I thought it would be an innocent article on fitness, likely encouraging women to be kinder about our genetic predisposition to certain body types, changing metabolism with aging, and the value of weight training for good health.
At least, one might think as much, scanning the comments.
Buried in the remarks were direct (and implicit) references to hooking a man, sexual attraction, and attentiveness to appearance as necessary for finding and keeping a good provider.
When we’re honest with ourselves, we can’t deny that the visual is paramount in attracting a partner. Sexual chemistry matters to most of us, and looks are a significant factor in coming together – initially.
The Beauty (and Body) Advantage
But according to one (presumably male) reader who comments on the article, the games continue, with women using whatever they have with the goal of catching a man:
she will catch a man in her peak years and then the challenge is hook him… and then the next phase can begin… But can’t blame women… encouraged to just go out there and be free and try to be a man and do whatever and snag as many guys as possible.
Huh. Are we really still out there “hooking?”
Are we focused on primping and prepping the wares, competing for the Best Provider, and doing just enough to manage to keep him? Isn’t this so much propaganda about Bad Girls (or Sexy Ones) getting the guy? And then what?

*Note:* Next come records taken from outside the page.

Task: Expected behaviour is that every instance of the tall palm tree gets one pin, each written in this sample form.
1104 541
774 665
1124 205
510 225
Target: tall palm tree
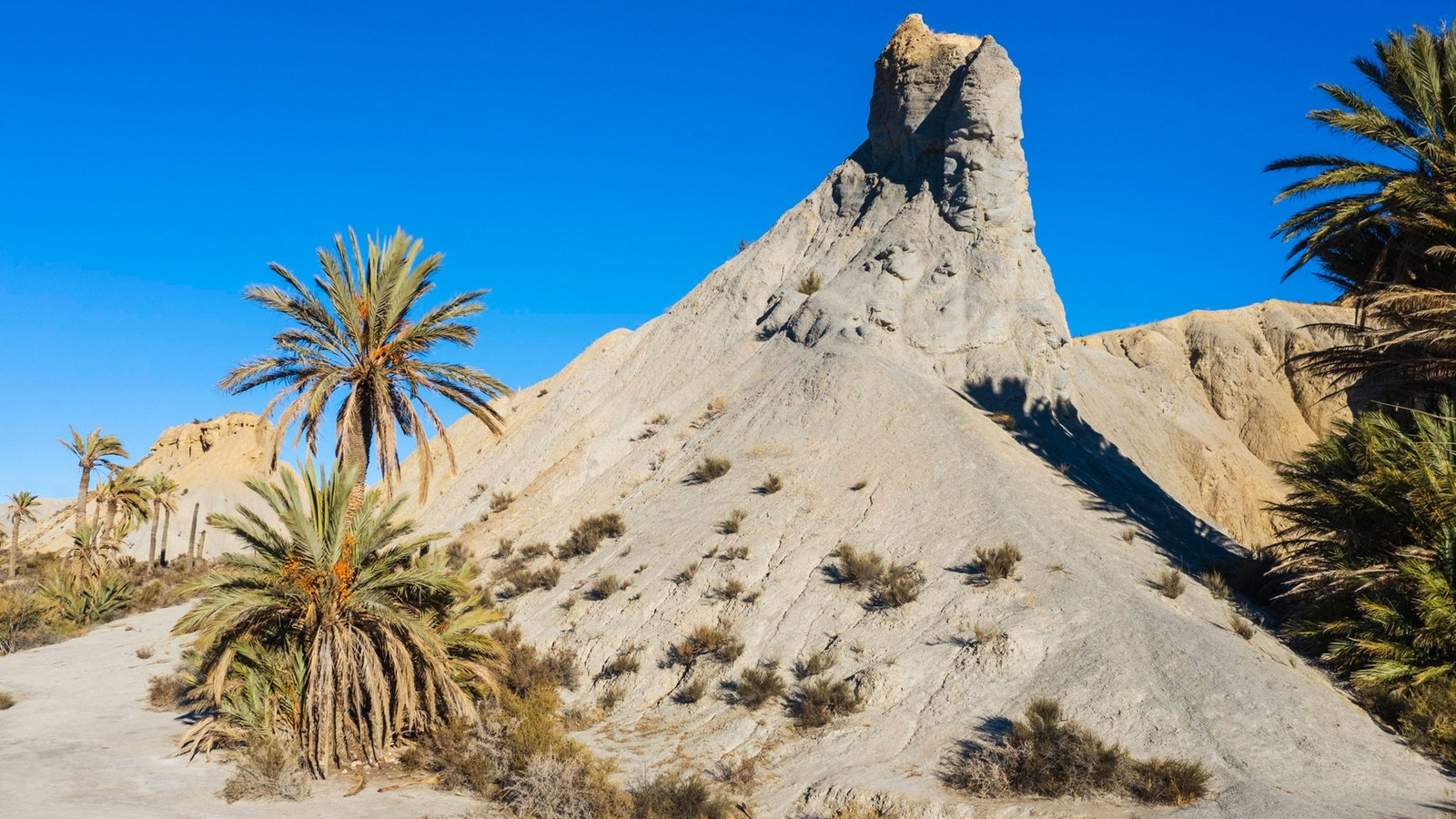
341 592
91 450
22 509
164 494
126 497
1390 222
364 334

Love Predator, Trophy Wife
I admit the above remark proposes a multiplicity of ideas beyond body image: woman as love predator, woman’s sexual freedom as an attempt to live like a man.
Why is knowing what we want (if that’s what it is) a bad thing? Why is sexual expression male mimicry?

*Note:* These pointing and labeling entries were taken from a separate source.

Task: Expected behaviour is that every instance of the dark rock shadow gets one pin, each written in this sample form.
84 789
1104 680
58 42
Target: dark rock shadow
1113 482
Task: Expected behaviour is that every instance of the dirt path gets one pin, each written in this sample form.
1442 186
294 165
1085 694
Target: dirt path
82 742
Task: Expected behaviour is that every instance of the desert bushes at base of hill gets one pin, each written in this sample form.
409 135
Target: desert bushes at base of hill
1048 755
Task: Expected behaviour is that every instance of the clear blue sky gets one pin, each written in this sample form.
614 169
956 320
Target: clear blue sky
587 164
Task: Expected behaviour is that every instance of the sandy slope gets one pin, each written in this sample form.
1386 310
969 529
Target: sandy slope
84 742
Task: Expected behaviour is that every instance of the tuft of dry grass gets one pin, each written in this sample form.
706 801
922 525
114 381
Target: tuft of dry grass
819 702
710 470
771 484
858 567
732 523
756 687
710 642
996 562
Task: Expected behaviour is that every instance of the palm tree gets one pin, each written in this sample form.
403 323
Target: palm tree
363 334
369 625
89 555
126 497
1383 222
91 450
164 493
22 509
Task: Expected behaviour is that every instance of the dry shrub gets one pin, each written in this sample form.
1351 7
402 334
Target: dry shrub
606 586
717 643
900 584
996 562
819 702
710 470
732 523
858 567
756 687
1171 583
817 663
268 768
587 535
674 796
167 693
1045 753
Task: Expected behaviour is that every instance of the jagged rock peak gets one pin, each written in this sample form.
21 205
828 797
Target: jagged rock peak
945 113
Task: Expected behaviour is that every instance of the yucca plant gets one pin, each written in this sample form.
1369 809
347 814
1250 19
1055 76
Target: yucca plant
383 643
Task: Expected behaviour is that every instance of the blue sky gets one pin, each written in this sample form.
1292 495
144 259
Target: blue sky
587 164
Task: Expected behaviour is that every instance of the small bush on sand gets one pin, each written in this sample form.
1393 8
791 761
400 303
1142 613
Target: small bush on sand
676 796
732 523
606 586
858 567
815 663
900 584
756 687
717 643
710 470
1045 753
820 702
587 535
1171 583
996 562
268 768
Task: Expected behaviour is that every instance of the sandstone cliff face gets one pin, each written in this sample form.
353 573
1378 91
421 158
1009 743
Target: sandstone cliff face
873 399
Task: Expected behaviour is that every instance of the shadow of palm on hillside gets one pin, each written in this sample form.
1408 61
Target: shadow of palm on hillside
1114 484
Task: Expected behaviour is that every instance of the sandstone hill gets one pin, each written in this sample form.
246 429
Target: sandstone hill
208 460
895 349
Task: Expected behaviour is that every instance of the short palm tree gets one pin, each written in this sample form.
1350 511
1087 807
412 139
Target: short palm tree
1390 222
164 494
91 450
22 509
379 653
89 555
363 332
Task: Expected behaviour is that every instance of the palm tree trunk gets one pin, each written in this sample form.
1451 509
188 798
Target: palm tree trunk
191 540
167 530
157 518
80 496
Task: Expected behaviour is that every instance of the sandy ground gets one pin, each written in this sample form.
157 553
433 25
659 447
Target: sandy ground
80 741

Aren’t we well aware that sooner or later, relationships require a broader sensual, cerebral and emotional cocktail to keep a partner engaged? And what about his capacity to keep us interested? Or am I living in a dream world of my own creation? Is the Trophy Wife more prevalent than I know – alive and well, awaiting her theoretically lucrative divorce a few years later?
Pop Culture, Body Image
Ironically, Ms. Constantine’s words were targeted at diversity in body types, highlighting the fact that there is no single story when it comes to who we are, just as there should be no ideal figure that we’re hell-bent to acquire. She was attempting to debunk the notion that women who weight train will bulk up, become unfeminine, and therefore reduce the likelihood of finding a suitable man.

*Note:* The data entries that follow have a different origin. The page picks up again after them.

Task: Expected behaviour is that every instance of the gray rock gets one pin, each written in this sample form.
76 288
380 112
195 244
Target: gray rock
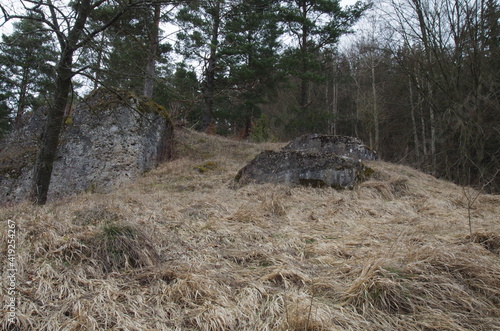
300 168
312 160
339 145
110 139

We know women in our culture have warped views when it comes to body image. Let me rephrase: when it comes to almost any aspect of appearance.
Personally, I’ve never met a woman yet who is entirely pleased with her body. In contrast with most of the men I’ve known – if not thrilled with their physical form, they accept more easily and compensate more readily in other ways.
How To Hook a Man
There’s beauty, there’s body, there’s charm, there’s smarts. There’s genuine empathy, common interests, and modes of authentic connection. I’ll take “healthy” over hooking when it comes to relationships, thank you very much.
After all, none of us stays young forever. Life changes our bodies, as well as our circumstances. The concept of hooking a man is hardly respectful to ourselves, or the gentlemen in question.
Isn’t it time this oddly retro notion be set aside? Aren’t we beyond equating a woman’s value solely with beauty, with thinness, with youth – and with the number of men she can attract?